A very simple example which doesn't need any external libraries or frameworks (but has no error handling):

function tranquil_request(url, request, callback) {
    var xhr = new XMLHttpRequest();
    xhr.setRequestHeader('Content-Type', 'application/json');
    xhr.setRequestHeader('Accept', 'application/json');
    xhr.onreadystatechange = function() {
        if (xhr.readyState == 4) {
            var response = JSON.parse(xhr.response);
            callback(response);
        }
    };
    xhr.open('POST', url, true);
    xhr.send(JSON.stringify(request));
}

tranquil_request(
    '/api',
    { user_count: [ "users", "count" ] },
    function (response) { alert(response.user_count); }
);

Using from jQuery

Using jQuery's AJAX function:

var request = {
    user_count: [ "users", "count" ]
};

$.ajax({
    type: "POST",
    url: "/api",
    processData: false,
    contentType: "application/json",
    dataType: "json",
    data: JSON.stringify(request)
}).done(function (response, jqxhr) {
    alert(jqxhr.responseJSON.user_count);
});

Other Encodings

The above examples are all in JSON, but ProtoBuf / XML / ASN1 / S-expression encodings would be easy to define if there was a need to do so.

Implementations using HTTP transport should use the HTTP Content-Type and Accept headers to decide which encoding is appropriate for requests and responses.

Other Transports

Tranquil is transport-agnostic, so transport could be by WebSockets, AMQP or avian carrier.

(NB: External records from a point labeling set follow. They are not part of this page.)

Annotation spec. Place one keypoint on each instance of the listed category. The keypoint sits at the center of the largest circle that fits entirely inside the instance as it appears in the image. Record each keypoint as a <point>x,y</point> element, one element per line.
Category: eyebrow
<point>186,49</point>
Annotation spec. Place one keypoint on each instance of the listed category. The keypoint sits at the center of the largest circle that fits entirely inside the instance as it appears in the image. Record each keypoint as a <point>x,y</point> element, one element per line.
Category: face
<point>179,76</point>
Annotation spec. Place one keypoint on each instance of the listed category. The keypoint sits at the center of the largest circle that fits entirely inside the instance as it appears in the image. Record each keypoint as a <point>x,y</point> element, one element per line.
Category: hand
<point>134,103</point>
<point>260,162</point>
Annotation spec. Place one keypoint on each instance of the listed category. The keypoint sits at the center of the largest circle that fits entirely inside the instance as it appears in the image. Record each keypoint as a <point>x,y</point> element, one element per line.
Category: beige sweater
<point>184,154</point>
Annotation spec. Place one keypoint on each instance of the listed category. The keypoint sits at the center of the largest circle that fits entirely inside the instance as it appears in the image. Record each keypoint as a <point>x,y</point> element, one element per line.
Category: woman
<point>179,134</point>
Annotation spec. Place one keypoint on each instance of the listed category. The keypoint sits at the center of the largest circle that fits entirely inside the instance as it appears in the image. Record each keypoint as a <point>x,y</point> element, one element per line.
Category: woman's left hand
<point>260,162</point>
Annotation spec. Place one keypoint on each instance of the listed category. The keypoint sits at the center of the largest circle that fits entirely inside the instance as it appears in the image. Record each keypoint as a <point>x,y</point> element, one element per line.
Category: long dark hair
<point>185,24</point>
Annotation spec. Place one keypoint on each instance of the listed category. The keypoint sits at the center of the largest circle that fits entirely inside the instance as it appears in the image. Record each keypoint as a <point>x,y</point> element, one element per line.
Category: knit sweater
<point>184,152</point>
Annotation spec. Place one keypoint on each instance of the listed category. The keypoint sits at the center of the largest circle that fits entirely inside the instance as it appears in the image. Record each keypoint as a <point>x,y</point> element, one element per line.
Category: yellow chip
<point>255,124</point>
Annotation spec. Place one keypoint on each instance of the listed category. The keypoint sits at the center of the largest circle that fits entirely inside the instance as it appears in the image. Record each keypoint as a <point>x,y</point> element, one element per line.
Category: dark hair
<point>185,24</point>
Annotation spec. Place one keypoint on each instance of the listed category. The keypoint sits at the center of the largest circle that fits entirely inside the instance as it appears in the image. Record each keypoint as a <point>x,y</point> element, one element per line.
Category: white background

The same resources can be made available over multiple transports and encodings to allow for access from multiple platforms or for backwards compatibility.

Implementation

Reference implementations are in progress ... see Tranquil on Github

They are not very advanced yet and contributions for these and other platforms are welcomed!

Django

Django support includes a DjangoModelContext class which automatically makes available a large part of the Django query API for access to your models. A root context exports models as actions, allowing requests across multiple Models.

Context classes are easily customizable to enforce business rules. Context instances are initialized with the Django request object to allow access to authentication and session information.

A "meta" action on DjangoModelContexts returns metadata about the current context and its available actions, making the Tranquil API (somewhat) self-documenting assuming good docstrings on the Context classes and methods.

MongoDB / Tornado

Also planned is an implementation using Tornado to provide HTTP and Websocket access to MongoDB collections.